Wednesday, December 21, 2005

 

It runs in Iran


GRANTVILLE, Penn. -- Iranian President Mahmoud Ahmadinejad (pictured) has banned all Western music and other Western-oriented media products from the country, but will allow broadcasting of Cotolo Chronicles. Popular music was outlawed as "un-Islamic" under Ayatollah Ruhollah Khomeini years before Cotolo Chronicles (CC) hit the cyber airwaves.

The official Iran Persian daily reported Monday that the head of the Supreme Cultural Revolutionary Council said, “Blocking indecent and Western music from the Islamic Republic of Iran Broadcasting is required. However, though we rarely agree with Frank Cotolo, we want to encourage all of Islam to replenish their precious bodily fluids and his show is the only one that does that.”

The Iranian guitarist Babak Riahipour said, "The decision shows a lack of knowledge and experience, but at least we will still have Cotolo from the West.”

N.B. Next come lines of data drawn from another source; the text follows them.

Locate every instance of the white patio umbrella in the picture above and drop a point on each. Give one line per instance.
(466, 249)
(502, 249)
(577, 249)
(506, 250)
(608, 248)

Since the death of Khomeini, pop music has been creeping into Iranian shops. And in 2002, when CC began, an audience began to build in small coffee shops that had computers. “We all have our coffee just as Cotolo does,” said one avid listener, "black as hell, strong as death and sweet as love.”

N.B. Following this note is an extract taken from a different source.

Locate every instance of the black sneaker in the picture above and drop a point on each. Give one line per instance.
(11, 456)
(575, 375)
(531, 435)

Earlier this month, Ali Rahbari, conductor of Tehran's symphony orchestra, resigned, left Iran and began championing a reunion of the ‘80s band Bread to protest the treatment of the music industry in Iran.

Before leaving in November, he played Beethoven's Ninth Symphony and Bread’s greatest hits to packed Tehran theaters. The performances angered many conservatives. Rahbari said, “Poo on them. I hope Cotolo tells the Iranian government to wake up, it’s night.”

Ahmadinejad won office in August on a platform of ultraconservative principles, including not using underarm deodorant and not allowing people to quote from the movie Shindler’s List in public.

During his presidential campaign, Ahmadinejad also promised to confront what he called the Western cultural invasion of Iran, saying that he might wave certain artists, like Michael Bolton and Kenny G. In the end, he didn’t.

Ahmadinejad has intensified Iran's moderation in foreign policy and pursued a purge in the government, assigning inexperienced religious hard-liners to choose a state-backed toothpaste and policemen’s headwear.

He also has issued strong criticisms of Israel, calling for the Jewish state to be "wiped off the map,” describing the Holocaust as a "myth," and the most outrageous, insisting that female Israeli soldiers are not attractive.

Ahmadinejad never said he listened to CC but a spokesman from the President’s office said, “He disappears on Thursday mornings, when CC is live from Grantville. We think he is in his bedroom with his beverages of choice, listening to the show.”